I am trying to fit the Doc2Vec method in a dataframe which the first column has the texts, and the second one the label (author). I have found this article https://towardsdatascience.com/multi-class-text-classification-with-doc2vec-logistic-regression-9da9947b43f4, which is really helpful. However, I am stuck at how to build a model
import tqdm
cores = multiprocessing.cpu_count()
model_dbow = Doc2Vec(dm=0, vector_size=300, negative=5, hs=0, min_count=2, sample=0, workers=cores)
model_dbow.build_vocab([x for x in tqdm(train_tagged.values)])
TypeError: 'module' object is not callable
Could you please help me how to overcome this issue?
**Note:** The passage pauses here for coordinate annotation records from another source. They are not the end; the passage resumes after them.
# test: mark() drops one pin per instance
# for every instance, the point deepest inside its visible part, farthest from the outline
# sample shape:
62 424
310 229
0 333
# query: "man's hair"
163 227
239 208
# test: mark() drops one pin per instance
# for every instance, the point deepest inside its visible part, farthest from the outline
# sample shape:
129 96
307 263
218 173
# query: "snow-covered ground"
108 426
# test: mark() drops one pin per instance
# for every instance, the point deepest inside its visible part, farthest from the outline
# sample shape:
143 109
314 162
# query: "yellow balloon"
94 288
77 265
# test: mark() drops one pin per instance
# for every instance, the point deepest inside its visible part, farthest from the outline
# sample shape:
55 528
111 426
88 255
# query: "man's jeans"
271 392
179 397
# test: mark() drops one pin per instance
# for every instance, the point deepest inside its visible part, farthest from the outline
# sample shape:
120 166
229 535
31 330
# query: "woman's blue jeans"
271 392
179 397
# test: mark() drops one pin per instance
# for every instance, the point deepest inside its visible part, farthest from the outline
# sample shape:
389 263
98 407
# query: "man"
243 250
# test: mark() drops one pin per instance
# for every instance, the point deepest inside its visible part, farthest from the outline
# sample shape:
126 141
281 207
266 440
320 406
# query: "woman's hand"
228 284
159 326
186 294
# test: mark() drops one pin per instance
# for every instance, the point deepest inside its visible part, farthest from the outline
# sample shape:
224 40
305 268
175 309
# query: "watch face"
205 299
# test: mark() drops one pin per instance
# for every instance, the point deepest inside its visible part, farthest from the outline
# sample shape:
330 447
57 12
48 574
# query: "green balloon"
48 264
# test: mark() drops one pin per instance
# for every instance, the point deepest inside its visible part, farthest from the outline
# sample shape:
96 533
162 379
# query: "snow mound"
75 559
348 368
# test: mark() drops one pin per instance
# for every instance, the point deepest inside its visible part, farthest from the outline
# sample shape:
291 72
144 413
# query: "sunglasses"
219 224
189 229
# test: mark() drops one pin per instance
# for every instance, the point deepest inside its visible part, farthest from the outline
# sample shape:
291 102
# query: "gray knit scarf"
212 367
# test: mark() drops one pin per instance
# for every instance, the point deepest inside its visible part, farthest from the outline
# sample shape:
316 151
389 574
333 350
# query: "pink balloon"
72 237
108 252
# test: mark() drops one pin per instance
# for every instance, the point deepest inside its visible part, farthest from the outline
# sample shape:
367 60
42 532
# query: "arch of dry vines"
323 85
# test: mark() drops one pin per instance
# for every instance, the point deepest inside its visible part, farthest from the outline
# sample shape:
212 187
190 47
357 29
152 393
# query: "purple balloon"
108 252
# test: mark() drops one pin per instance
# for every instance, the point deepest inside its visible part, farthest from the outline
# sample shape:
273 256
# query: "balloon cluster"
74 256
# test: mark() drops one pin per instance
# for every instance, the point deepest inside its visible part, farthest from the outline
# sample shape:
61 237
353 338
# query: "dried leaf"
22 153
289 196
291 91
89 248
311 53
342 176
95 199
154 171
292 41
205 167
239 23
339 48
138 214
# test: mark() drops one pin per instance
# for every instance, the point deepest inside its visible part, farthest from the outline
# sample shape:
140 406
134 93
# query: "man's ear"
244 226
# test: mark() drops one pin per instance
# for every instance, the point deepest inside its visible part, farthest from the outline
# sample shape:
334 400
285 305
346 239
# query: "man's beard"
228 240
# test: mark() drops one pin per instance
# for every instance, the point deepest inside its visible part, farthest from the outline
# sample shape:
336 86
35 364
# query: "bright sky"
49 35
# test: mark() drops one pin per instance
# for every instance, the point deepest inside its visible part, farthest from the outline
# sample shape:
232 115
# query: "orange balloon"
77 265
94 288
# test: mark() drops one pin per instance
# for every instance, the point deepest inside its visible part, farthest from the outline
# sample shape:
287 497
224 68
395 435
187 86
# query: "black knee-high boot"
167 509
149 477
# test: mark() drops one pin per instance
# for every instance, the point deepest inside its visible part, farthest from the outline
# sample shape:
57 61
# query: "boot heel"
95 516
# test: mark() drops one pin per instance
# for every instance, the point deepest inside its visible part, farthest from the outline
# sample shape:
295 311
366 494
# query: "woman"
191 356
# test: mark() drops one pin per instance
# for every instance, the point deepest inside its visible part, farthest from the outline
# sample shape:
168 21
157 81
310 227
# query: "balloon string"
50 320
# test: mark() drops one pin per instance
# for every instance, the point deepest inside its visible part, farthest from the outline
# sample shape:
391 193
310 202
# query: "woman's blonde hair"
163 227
Before that I have also this code
train, test = train_test_split(df, test_size=0.3, random_state=42)
import nltk
from nltk.corpus import stopwords
def tokenize_text(text):
tokens = []
for sent in nltk.sent_tokenize(text):
for word in nltk.word_tokenize(sent):
if len(word) < 2:
continue
tokens.append(word.lower())
return tokens
train_tagged = train.apply(
lambda r: TaggedDocument(words=tokenize_text(r['text']), tags=[r.author]), axis=1)
test_tagged = test.apply(
lambda r: TaggedDocument(words=tokenize_text(r['text']), tags=[r.author]), axis=1)
Edit: if I remove tqdm from the code is working, but I am not sure is this is accepted. tqdm as I know is a package for Python that enables you to instantly create progress bars and estimate TTC (Time To Completion) for your functions and loops, so I mean If I remove it, there is no problem with the output. Right?
Edit2: See also this question My Doc2Vec code, after many loops of training, isn't giving good results. What might be wrong? to improve the code of the tutorial. Thanks again @gojomo
You are importing tqdm
module and not the actual class.
replace import tqdm
with from tqdm import tqdm